PATUAKHALI, Bangladesh: An intense cyclone smashed into the low-lying coast of Bangladesh on Sunday (May 26), with nearly a million people fleeing inland for concrete storm shelters away from howling gales and crashing waves.
“The severe Cyclone Remal has started crossing the Bangladesh coast,” Bangladesh Meteorological Department Director Azizur Rahman told AFP, adding the raging storm could continue hammering the coast until at least the early hours of Monday morning.
“We have so far recorded maximum wind speeds of 90kmh, but the wind speed may pick up more pace.”
Forecasters predicted gusts of up to 130kmh, with heavy rain and winds also lashing neighbouring India.
Authorities have raised the danger signal to its highest level.
Cyclones have killed hundreds of thousands of people in Bangladesh in recent decades, but the number of superstorms hitting its densely populated coast has increased sharply, from one a year to as many as three, due to the impact of climate change.
“The cyclone could unleash a storm surge of up to 4m above normal astronomical tide, which can be dangerous,” Bangladeshi senior weather official Muhammad Abul Kalam Mallik told AFP.

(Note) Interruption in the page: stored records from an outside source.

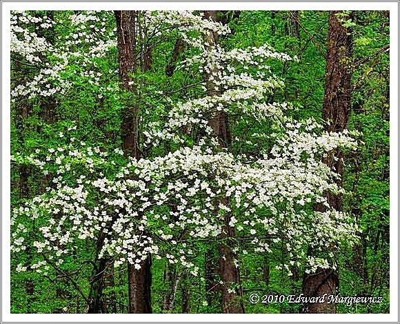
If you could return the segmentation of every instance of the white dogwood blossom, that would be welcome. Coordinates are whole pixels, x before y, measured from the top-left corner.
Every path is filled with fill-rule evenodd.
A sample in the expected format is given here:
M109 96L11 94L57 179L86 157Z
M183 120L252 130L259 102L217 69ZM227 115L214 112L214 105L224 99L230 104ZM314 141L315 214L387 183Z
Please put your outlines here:
M354 220L328 203L326 192L343 190L336 182L339 175L322 161L332 150L355 149L357 142L348 132L328 132L311 119L289 118L290 103L271 102L270 96L284 84L272 73L268 61L295 58L266 45L228 51L208 43L208 33L223 35L229 28L193 12L145 15L149 32L177 30L196 48L179 68L201 67L209 82L203 85L208 87L203 97L179 101L168 98L171 107L164 120L144 126L146 145L178 144L165 155L124 158L119 148L93 148L78 143L66 132L59 134L70 139L65 145L13 156L14 163L35 165L51 179L46 193L12 210L12 253L19 254L31 243L37 255L33 264L19 265L18 271L48 271L50 263L62 268L63 259L84 248L84 242L95 246L101 234L103 242L96 257L114 266L128 262L139 269L141 261L152 256L179 264L196 276L202 266L201 245L219 244L227 227L236 231L232 248L239 255L273 254L283 246L285 258L278 267L289 274L288 265L306 265L310 271L334 267L332 247L352 244L358 228ZM23 12L13 17L26 17L22 23L33 19ZM27 60L37 62L39 56L34 55L46 51L57 63L48 73L45 68L41 70L36 81L14 89L14 95L44 95L39 88L48 81L45 74L60 81L59 88L50 86L48 90L58 91L66 85L61 84L60 72L72 57L88 66L90 57L115 45L113 34L98 39L89 32L104 32L105 21L95 12L70 18L75 29L66 37L65 48L50 44L45 50L46 41L40 37L26 41L30 47L20 54ZM43 20L48 24L45 27L52 26L49 21ZM18 35L26 32L14 25L13 48L17 50L21 46ZM79 41L88 45L89 58L85 57L87 52L78 50ZM101 76L94 71L81 72L99 83ZM246 138L250 144L256 139L261 143L259 156L221 150L208 122L219 112L270 125L273 132L254 132ZM194 130L200 135L188 143L188 134ZM317 203L324 210L314 210ZM308 256L310 247L319 255Z

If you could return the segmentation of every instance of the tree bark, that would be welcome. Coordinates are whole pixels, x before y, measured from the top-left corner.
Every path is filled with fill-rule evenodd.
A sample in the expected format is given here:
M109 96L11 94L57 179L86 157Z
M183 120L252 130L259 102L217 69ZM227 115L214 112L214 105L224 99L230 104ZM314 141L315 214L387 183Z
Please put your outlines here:
M338 20L337 11L329 15L328 55L326 68L325 96L322 117L330 123L329 132L341 132L346 128L350 105L352 40L351 30L343 27ZM350 17L352 14L350 15ZM332 152L324 162L340 175L343 173L343 153ZM341 185L341 180L339 185ZM340 196L330 193L326 195L329 204L337 210L342 210ZM335 294L339 281L332 270L317 270L315 274L305 276L303 292L306 296L320 296L323 294ZM308 313L334 313L334 304L311 303L306 306Z
M139 56L145 64L137 65L137 44L141 49L147 48L137 32L140 21L139 12L133 10L116 10L115 18L117 28L118 61L119 79L123 91L121 119L122 148L126 156L141 157L139 149L139 112L137 86L133 76L138 68L150 68L150 55ZM142 52L142 51L141 51ZM133 265L128 264L128 313L151 313L151 259L148 256L140 263L137 270Z
M206 19L211 19L216 21L217 12L208 10L205 12ZM218 34L216 32L210 32L206 37L206 42L210 44L218 43ZM215 71L210 71L212 73ZM208 96L221 94L215 90L214 83L206 75L206 88ZM232 135L229 129L229 121L227 114L223 112L218 112L217 114L210 119L209 125L214 130L214 136L218 139L219 145L223 148L228 148L232 142ZM217 202L227 204L228 199L222 198ZM226 215L224 220L224 229L220 239L222 243L219 247L219 275L223 284L221 285L221 307L223 313L244 313L244 307L241 298L240 288L240 277L239 269L235 266L234 259L235 255L230 247L230 243L234 237L234 230L229 225L230 216ZM234 292L232 292L233 289Z

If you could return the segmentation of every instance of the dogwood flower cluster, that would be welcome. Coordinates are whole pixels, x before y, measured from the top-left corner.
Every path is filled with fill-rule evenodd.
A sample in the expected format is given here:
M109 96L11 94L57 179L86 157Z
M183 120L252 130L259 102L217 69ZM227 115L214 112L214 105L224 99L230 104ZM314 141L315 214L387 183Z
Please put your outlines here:
M145 14L150 30L159 34L178 28L201 52L181 66L203 67L208 82L204 97L170 99L166 121L144 126L147 144L181 145L165 156L137 160L124 158L119 149L107 152L70 139L61 147L13 156L14 163L36 165L52 179L45 194L12 211L12 253L30 245L37 254L34 264L21 262L18 270L46 272L50 263L62 267L65 258L87 246L83 242L96 247L101 234L95 258L137 269L149 256L165 258L195 276L202 265L202 245L220 243L227 226L235 230L231 247L237 255L273 255L284 249L278 267L288 274L293 266L306 265L310 271L334 267L332 247L352 244L358 229L328 203L327 192L343 190L334 181L338 175L322 161L334 150L354 149L355 140L346 132L324 132L312 120L293 121L286 113L290 104L268 101L284 85L265 61L290 57L268 46L226 52L208 43L207 35L229 29L192 12ZM96 17L79 14L71 21L84 28L93 23L89 28L95 30L102 28ZM79 32L86 35L84 28ZM79 39L74 34L68 39ZM77 46L72 41L69 49ZM275 133L266 134L272 144L255 160L221 150L209 125L220 112L275 125ZM189 145L186 136L194 131L200 135ZM314 210L317 203L324 211ZM318 255L310 257L310 247Z
M70 25L68 26L68 21L54 21L47 16L37 17L30 12L12 12L11 52L21 58L22 63L26 61L37 70L32 79L12 88L12 97L63 94L73 84L71 72L83 78L89 75L90 82L99 86L101 74L94 72L98 69L93 59L103 57L117 43L115 30L106 28L108 18L101 12L72 14L68 17ZM39 30L56 26L63 28L66 35L52 31L56 39L39 36Z
M310 147L321 142L317 134L310 138ZM321 145L321 151L354 148L348 137L324 138L331 145ZM275 152L282 144L277 143ZM21 264L19 270L46 271L46 260L61 267L63 258L82 245L78 241L95 242L101 232L106 239L99 257L115 266L128 261L139 267L152 255L194 274L201 266L199 245L220 239L226 214L237 233L233 247L238 252L246 247L246 253L272 253L283 242L286 261L297 265L308 262L309 246L322 252L332 243L357 239L357 226L324 197L326 191L341 191L334 173L314 158L275 153L249 164L226 152L186 147L165 156L129 159L105 176L119 153L72 143L39 150L28 159L13 157L53 174L46 194L13 210L12 252L32 244L43 256L30 266ZM222 198L229 200L223 203ZM324 203L326 211L313 211L316 202ZM332 264L329 258L321 260Z

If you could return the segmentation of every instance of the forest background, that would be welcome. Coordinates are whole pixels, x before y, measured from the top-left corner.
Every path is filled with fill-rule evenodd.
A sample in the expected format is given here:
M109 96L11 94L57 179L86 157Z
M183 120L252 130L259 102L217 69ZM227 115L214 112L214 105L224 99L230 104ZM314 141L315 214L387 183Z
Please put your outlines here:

Most of Bangladesh’s coastal areas are a metre or two above sea level and high storm surges can devastate villages.
“We are terrified,” said 35-year-old fisherman Yusuf Fakir at Kuakata, a town on the very southern tip of Bangladesh in the predicted route of the storm, speaking just before its arrival.
While he had sent his wife and children to a relative’s home inland, he stayed put to guard their belongings.
At least 800,000 Bangladeshis fled their coastal villages, while more than 50,000 people in India also moved inland from the vast Sundarbans mangrove forest, where the Ganges, Brahmaputra and Meghna rivers meet the sea, government ministers and disaster officials said.
“We want to ensure that a single life is not lost,” said Bankim Chandra Hazra, a senior minister in India’s West Bengal state.